Note that, at the time, I wasn’t actually trying to weasel out of my responsibility. And in fact, I was more than willing to accept the bad grades that would result from doing homework inconsistently, and even the occasional scolding. But The One I Do Not Name believed that it was positively immoral to care so little about your homework (that it was utterly useless was irrelevant); It treated this as a behavioral problem in me, which meant involving my parents. That’s what I didn’t want. (Fortunately, my parents either saw through Its bullshit, or were too lazy to keep up with It on it.)

This was a poignant example of The One I Do Not Name’s total chauvinism for teaching “self-discipline”, but it permeated my whole experience with It.

I got the satisfaction of returning the favor once, and making It accept an issue on my terms. At my school we had to do those stupid Christmas pageants, and they made us practice like hell for them. I was able to learn the words and music after about a week or so of daily practice, with about two weeks of daily practices looming. So, being uselessly herded off every day to practice singing a bunch of songs I already knew, for a pageant I knew I wasn’t going to (my family managed to remember to go it maybe once), I naturally started goofing off and being generally silly (though not bothering anyone else) during the practices. I would have died of boredom otherwise.
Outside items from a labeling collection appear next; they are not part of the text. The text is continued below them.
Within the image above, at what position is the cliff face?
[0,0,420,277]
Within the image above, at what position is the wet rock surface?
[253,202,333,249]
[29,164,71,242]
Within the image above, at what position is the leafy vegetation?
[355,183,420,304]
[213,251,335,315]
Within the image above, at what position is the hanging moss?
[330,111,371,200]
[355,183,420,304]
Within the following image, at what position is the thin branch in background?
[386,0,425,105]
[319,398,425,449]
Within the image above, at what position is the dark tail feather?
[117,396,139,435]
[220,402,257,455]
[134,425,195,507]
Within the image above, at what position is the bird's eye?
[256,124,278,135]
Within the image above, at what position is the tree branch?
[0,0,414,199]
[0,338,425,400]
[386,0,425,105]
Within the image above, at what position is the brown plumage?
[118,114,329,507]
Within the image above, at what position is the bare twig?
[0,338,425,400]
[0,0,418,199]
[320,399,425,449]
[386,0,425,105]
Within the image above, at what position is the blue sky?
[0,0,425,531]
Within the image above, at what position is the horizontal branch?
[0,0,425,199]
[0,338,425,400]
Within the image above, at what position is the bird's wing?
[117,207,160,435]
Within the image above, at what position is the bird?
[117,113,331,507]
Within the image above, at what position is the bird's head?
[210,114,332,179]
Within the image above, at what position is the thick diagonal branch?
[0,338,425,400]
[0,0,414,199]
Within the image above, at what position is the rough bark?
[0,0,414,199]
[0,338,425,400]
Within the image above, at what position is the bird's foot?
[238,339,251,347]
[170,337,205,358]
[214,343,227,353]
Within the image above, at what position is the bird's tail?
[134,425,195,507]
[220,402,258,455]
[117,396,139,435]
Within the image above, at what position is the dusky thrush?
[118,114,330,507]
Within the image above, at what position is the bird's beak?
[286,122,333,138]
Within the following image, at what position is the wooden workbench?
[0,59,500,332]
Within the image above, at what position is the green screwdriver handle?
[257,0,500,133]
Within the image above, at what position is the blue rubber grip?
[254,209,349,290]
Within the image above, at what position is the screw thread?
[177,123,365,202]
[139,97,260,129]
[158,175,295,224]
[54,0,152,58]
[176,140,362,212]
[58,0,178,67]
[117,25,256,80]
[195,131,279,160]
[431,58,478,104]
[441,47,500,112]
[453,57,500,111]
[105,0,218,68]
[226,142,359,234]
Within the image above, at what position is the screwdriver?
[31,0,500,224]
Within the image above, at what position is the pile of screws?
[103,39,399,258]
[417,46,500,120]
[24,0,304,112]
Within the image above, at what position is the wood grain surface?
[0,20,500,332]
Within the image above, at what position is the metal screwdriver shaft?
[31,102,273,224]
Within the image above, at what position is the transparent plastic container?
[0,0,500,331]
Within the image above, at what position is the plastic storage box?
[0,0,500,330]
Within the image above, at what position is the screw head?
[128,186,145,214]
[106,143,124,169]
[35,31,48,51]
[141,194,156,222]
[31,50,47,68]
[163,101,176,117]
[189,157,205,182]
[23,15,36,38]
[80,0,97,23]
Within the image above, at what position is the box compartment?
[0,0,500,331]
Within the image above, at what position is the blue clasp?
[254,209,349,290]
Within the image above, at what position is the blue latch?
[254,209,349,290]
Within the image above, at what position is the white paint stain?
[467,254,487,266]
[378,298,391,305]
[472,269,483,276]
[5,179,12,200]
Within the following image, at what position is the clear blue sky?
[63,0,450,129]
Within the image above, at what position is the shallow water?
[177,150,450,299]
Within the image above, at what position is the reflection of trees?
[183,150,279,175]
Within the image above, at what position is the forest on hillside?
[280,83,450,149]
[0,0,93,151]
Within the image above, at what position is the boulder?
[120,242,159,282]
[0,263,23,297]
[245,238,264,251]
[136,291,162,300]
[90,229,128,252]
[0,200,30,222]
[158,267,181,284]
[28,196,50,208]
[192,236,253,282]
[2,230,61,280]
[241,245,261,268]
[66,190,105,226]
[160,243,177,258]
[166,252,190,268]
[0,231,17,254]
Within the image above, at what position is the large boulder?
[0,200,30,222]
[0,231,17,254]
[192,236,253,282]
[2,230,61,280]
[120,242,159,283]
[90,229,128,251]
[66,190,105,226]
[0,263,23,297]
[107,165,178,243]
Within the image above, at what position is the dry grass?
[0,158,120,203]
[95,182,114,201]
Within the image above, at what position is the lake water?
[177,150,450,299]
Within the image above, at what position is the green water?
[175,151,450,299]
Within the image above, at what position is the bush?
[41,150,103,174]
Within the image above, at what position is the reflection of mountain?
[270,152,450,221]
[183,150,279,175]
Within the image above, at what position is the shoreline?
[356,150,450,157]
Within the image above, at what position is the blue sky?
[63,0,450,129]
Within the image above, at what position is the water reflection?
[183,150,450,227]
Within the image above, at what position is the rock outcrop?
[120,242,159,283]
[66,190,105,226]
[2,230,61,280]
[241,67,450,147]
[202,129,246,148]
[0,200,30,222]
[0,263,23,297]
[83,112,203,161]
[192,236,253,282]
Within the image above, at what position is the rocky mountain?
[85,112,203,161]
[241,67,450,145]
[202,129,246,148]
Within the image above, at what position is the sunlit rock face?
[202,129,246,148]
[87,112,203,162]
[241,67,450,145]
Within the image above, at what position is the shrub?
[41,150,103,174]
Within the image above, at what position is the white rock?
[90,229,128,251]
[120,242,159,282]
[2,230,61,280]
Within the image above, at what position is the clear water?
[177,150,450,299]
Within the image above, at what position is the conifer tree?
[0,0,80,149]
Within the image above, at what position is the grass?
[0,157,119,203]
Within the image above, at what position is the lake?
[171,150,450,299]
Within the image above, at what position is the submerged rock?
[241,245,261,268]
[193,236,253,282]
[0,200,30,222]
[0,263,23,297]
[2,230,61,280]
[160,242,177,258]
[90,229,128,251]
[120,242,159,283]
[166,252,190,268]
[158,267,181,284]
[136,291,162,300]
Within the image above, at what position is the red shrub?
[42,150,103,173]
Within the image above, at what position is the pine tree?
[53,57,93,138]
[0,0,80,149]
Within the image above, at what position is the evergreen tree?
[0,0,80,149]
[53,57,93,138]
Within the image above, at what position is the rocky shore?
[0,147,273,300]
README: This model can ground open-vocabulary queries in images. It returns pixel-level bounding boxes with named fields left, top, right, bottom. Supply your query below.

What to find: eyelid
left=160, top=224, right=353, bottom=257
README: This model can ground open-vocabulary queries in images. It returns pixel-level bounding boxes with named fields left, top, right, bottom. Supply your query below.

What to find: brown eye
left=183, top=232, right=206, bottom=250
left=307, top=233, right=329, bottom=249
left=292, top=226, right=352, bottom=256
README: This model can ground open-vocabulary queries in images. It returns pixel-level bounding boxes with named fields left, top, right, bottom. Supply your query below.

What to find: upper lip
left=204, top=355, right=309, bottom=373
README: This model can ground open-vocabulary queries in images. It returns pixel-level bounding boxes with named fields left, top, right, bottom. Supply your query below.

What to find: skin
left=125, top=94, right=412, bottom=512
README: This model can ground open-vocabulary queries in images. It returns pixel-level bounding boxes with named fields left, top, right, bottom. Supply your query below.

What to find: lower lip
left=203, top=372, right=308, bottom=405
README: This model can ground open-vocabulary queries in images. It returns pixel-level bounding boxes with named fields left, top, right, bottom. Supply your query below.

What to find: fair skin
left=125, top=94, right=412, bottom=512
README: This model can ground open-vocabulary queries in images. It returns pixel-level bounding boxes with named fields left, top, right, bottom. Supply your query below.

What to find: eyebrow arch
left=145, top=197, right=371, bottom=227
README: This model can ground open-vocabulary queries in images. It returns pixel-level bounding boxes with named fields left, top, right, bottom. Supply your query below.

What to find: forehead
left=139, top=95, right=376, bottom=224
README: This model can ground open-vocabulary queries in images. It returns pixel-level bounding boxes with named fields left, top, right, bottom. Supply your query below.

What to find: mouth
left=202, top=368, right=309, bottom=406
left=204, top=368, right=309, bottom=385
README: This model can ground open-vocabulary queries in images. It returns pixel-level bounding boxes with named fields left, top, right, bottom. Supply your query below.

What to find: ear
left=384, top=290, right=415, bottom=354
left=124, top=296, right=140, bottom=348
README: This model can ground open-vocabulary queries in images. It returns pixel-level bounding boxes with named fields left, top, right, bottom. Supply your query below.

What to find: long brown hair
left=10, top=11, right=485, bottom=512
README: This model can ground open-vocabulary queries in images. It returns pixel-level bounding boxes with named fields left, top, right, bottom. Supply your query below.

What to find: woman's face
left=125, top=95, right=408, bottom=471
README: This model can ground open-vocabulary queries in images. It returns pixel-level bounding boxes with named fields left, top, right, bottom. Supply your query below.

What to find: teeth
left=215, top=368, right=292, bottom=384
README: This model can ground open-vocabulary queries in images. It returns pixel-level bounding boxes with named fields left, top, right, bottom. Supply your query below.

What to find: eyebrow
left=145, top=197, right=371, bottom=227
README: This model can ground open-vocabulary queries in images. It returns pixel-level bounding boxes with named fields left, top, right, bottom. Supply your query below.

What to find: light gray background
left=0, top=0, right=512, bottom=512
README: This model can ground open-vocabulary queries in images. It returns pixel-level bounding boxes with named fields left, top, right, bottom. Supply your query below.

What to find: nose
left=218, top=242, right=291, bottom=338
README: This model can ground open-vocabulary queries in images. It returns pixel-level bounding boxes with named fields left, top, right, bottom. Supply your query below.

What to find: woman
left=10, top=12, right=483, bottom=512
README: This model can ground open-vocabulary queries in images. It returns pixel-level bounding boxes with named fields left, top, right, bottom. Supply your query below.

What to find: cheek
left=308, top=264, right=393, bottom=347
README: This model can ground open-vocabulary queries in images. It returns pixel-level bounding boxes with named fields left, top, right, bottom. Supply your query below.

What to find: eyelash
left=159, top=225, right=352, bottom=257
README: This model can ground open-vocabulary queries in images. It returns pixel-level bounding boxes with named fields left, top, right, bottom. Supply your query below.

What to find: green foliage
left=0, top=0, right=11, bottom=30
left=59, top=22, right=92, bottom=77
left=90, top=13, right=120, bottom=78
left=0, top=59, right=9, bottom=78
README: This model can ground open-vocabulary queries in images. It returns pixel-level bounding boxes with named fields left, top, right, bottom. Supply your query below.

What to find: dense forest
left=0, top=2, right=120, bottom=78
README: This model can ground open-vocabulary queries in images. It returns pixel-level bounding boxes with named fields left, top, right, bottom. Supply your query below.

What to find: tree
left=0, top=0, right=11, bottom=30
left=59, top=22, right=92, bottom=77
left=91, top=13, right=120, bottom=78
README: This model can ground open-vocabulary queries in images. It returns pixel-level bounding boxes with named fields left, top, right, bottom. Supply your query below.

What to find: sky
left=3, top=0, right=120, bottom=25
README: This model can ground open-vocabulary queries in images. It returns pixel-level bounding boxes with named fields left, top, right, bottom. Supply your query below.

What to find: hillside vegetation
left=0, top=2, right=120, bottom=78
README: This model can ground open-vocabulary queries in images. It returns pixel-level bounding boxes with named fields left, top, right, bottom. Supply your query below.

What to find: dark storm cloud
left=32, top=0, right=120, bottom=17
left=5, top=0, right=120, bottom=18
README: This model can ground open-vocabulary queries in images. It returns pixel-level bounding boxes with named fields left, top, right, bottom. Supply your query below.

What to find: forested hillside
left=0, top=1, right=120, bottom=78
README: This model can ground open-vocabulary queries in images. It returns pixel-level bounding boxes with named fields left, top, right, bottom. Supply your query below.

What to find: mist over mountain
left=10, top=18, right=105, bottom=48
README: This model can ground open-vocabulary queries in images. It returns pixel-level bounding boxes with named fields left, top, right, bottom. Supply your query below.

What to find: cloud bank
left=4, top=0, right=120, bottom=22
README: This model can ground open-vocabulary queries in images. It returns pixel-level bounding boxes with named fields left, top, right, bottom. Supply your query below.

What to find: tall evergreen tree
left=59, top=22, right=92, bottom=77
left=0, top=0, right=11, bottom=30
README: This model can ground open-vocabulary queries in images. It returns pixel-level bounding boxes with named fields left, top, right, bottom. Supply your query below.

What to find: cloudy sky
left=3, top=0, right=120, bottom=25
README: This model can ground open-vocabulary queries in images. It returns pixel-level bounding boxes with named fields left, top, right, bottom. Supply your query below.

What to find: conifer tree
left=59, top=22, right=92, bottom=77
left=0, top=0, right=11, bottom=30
The One I Do Not Name evidently decided that It would punish my behavior by filming my silliness and showing it to the whole school.

After the practice ended, The One I Do Not Name and the music teacher stopped me and asked me why I was goofing off, and told me that It had filmed it and would show it to the whole school. After playing dumb for a bit, I told them I didn’t need the practice, because I had already learned the lyrics, and I was just acting silly because I was bored. Now, The One I Do Not Name was very familiar with my protests on educational grounds, and I think It thought It could catch me in a lie here, thus proving I didn’t really care about education and was just trying to weasel out of work. So It challenged me on the spot to recite the whole Christmas pageant right there. I did it. The music teacher was amazed; all The One I Do Not Name could do was apologize and send me off to lunch. Thenceforth no one talked to me about acting silly in practice.